En 1845, problème : beaucoup d’enfants désertent l’école de Rochecorbon au profit de Tours. Enquête faite, on constate que M. Chausset s’absente, s’endort en classe… un rappel à l’ordre est jugé nécessaire. Peut-être souffre-t-il de problème de santé, car deux ans plus tard il décède. Il sera remplacé en 1847 par M. Lebreton tandis que Mme Chausset reste l’institutrice des filles : elle continue de loger dans le bâtiment de la mairie, mais on lui verse un salaire de misère (50 F par an alors que l’instituteur reçoit 200 F !)
En 1856 M. Paul Colonnier devient instituteur (voir l’article qui lui est consacré sur ce blog).

Classe d’école à Rochecorbon en 1922 
(peint par MmeLandry, fille de l’instituteur de l’époque)


Installation de la cloche !

On installa une cloche de 8 à 10 kg pour sonner le début et la fin des cours, en 1850 on jugera indispensable de compléter la « mise à l’heure » du village par l’installation d’une horloge au clocher de l’église.

La troisième République

Elle débute par la guerre de 1870 qui va perturber la vie municipale et entre autres celle de l’école. Les classes sont réquisitionnées pour servir « d’ambulance » (hôpital de campagne). Tant bien que mal on essaie de maintenir les cours en se serrant dans les salles de la mairie. Même si ces événements se déroulent sur une courte période, les stigmates de cette occupation vont perdurer. Les chariots des brancards ont dégradé les sols qu’il faudra restaurer.

L’ordre républicain installe de nouveaux usages.
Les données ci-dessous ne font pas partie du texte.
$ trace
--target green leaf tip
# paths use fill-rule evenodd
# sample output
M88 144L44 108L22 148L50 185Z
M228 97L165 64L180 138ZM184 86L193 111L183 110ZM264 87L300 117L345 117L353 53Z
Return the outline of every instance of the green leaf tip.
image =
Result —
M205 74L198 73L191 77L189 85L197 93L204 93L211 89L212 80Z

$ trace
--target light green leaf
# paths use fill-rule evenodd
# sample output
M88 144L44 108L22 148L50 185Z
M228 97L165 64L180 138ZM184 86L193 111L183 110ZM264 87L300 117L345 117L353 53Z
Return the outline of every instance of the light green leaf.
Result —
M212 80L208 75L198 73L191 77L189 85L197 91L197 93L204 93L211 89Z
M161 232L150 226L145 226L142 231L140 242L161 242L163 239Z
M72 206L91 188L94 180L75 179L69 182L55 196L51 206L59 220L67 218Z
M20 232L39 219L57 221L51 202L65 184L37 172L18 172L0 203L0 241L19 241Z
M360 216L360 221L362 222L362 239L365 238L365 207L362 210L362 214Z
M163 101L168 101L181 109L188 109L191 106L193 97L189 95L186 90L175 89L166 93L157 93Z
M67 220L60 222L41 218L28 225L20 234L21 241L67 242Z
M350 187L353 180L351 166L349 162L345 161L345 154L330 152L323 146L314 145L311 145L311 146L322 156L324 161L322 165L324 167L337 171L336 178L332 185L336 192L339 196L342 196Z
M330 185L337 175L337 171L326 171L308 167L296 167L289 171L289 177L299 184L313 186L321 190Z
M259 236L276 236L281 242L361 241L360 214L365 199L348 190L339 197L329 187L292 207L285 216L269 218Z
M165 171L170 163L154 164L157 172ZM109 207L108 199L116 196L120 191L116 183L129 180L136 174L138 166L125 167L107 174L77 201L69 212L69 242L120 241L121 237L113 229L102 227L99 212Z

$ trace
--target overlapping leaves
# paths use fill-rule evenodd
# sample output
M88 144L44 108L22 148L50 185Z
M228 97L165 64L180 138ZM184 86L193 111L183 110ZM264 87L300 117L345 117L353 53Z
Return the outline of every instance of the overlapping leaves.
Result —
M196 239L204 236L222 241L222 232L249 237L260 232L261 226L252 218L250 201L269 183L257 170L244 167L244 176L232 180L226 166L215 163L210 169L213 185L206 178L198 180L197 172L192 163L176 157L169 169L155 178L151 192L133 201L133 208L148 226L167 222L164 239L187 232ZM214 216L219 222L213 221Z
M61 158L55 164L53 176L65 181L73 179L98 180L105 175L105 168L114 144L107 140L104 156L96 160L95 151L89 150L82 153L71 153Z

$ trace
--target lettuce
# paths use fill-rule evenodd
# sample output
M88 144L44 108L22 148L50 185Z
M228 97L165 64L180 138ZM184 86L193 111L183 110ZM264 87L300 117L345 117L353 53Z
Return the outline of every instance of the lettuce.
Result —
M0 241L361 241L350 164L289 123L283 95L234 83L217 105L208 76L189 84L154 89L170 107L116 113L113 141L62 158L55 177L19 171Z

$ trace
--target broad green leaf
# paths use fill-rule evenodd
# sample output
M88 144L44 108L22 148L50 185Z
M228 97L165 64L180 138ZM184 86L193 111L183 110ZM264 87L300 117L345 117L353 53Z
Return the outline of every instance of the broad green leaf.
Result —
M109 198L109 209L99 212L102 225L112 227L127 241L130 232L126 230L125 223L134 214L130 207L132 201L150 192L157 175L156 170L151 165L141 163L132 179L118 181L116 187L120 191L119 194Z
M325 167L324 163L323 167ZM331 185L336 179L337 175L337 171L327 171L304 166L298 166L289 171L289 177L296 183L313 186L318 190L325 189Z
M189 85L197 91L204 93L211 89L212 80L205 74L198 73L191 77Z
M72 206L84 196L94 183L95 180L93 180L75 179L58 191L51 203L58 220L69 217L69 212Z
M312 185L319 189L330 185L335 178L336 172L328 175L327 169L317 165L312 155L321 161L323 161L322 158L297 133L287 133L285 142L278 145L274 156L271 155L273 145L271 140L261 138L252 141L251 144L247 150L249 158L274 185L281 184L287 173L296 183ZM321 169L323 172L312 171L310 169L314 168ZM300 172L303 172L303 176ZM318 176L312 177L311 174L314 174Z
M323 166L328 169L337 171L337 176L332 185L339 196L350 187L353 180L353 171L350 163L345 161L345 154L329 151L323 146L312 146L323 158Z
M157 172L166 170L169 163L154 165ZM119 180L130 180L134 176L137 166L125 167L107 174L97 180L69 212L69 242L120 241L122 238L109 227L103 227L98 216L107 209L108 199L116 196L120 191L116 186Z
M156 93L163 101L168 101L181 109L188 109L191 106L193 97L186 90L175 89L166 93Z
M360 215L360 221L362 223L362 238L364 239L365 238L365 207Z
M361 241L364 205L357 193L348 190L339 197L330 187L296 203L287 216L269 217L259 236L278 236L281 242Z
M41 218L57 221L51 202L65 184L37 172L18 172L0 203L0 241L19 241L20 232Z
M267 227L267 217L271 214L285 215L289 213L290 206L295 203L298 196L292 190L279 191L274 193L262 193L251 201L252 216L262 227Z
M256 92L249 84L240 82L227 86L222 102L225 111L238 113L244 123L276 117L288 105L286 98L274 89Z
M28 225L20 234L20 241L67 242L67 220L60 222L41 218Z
On va charger l’instituteur de remplir d’autres fonctions auprès de la mairie, en particulier la tenue de l’état civil, puis plus tard les cours pour adultes… L’instituteur Javary (cousin de Pierre Lebled), installé en 1876 assure toutes ces fonctions, faisant de l’instituteur un des notables du bourg (il siègera d’ailleurs au conseil municipal).

Au cours des années 1881 et 1882 Jules Ferry, ministre de l’instruction publique, promulgue ces lois qui transformeront les usages. L’école devient « laïque, obligatoire et gratuite… ».

Conflit école publique – école privée

Sans vouloir entrer dans les détails de ce conflit, il faut reconnaître qu’il fut rude entre 1895 et 1900. La mairie s’oppose à la création d’une école de filles proposée par Sœur Amandine, et après plusieurs années et plusieurs procès, elle doit finalement s’incliner.

Création de préaux

Plans des préaux en 1906 ; il semblerait que l’un existe toujours et soit devenu la salle de musique.

Le besoin s’impose en 1906 de disposer de plus de place. On décide donc de construire deux préaux fermés à usage multiple (un pour les garçons, l’autre pour les filles). Il ne s’agit pas d’offrir un abri pour les récréations mais de créer des salles supplémentaires.

La classe de garçons en 1916 (source Catherine Thierry).


Transfert de l’école

L’accroissement de la population scolaire n’était plus compatible avec l’étroitesse des lieux, on construit de nouveaux bâtiments sur le coteau de Rocnauve ; on les inaugure en octobre 1966 et l’ancienne construction devient l’actuelle salle des fêtes du bourg.